Hence, 2016 is looking more and more like a year of restrictions, caution, and a focus on improved efficiency from an HR and compensation and benefits perspective. Companies are looking to introduce new and interesting approaches to rewards, and benefit from the macro-economic environment to make necessary or desirable changes.
The dominance of expatriate populations in the workforce across the GCC, particularly in the UAE and Qatar, means compensation practices are quite diverse, more than in most countries in the world. In one market and within the same company, employees coming from the lowest-paying countries in the world coexist with other groups of employees recruited from the highest-paying countries in the world.
This has always been a challenge for organizations operating in the region and for many “Western” multinationals a reality difficult to accept at headquarter level. Moreover, for organizations operating across the Middle East region, the diversity in pay practices and pay levels makes this an even bigger challenge – just consider the pay gap between the UAE and Egypt for example.
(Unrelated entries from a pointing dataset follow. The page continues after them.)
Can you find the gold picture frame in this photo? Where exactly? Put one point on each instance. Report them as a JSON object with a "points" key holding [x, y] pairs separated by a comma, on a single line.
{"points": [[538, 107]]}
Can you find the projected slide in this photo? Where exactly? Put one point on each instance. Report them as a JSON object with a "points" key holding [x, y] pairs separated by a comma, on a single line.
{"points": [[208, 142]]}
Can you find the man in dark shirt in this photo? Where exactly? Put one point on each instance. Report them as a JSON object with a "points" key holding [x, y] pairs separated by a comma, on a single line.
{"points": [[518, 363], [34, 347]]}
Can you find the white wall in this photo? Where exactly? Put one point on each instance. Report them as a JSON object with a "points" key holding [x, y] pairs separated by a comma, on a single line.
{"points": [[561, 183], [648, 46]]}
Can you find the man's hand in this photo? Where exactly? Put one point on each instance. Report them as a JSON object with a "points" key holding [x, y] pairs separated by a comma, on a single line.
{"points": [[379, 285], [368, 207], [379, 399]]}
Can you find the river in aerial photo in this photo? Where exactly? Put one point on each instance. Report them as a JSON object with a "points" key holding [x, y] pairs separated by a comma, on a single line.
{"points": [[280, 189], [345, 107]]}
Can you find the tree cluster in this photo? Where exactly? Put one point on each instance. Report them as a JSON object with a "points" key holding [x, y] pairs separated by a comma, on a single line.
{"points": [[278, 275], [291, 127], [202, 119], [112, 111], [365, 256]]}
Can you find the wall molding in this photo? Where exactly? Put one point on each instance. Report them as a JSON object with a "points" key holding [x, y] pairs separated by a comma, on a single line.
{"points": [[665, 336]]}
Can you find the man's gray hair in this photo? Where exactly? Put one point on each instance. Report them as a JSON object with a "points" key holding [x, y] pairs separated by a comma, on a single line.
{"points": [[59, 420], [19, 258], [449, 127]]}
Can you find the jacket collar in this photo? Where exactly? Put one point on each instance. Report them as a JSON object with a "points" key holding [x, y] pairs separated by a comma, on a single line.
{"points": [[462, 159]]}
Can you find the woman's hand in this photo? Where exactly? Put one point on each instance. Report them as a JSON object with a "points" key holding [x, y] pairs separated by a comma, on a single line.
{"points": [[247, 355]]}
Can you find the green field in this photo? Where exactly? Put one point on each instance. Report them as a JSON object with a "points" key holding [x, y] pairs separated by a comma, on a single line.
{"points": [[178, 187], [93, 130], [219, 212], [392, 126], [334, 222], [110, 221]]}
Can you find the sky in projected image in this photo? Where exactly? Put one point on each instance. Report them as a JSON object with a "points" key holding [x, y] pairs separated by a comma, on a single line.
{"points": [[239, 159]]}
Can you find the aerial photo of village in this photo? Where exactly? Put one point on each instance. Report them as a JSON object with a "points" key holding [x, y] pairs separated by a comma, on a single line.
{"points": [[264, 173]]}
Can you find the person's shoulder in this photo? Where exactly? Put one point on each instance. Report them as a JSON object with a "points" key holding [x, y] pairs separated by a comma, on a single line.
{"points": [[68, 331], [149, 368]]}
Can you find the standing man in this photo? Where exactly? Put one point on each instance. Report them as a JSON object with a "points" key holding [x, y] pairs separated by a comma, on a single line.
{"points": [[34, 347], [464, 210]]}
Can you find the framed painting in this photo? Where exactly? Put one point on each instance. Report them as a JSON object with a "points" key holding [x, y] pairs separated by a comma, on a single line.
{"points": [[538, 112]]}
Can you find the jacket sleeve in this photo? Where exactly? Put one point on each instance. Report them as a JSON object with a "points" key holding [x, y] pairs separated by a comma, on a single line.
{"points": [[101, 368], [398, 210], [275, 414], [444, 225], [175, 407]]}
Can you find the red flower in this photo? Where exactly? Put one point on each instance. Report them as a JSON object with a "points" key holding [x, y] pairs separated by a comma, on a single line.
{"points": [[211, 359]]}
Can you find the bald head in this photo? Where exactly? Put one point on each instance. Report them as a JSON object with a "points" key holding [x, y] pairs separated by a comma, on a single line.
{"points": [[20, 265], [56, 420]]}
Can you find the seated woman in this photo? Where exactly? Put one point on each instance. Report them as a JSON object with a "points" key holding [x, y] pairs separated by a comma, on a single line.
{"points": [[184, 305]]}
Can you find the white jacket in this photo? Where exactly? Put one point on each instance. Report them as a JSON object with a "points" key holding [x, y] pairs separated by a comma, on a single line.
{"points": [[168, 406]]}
To this extent, one key trend in the market is a strong effort to manage this diversity in a more efficient way: to increase internal equity, consolidate compensation practices, and removing differencing policies. Most of these initiatives are proving to increase employee engagement and improve internal job mobility as equity is enhanced.
For a region without a personal income tax regime (the GCC), compensation is overly complicated: multiple allowances, home leave tickets, etc. Surely things could be easier, ask many HR and C&B professionals. But the historic reasons behind existing practices and the simple answer as to why – “because it’s market practice” – have perpetuated such complexity.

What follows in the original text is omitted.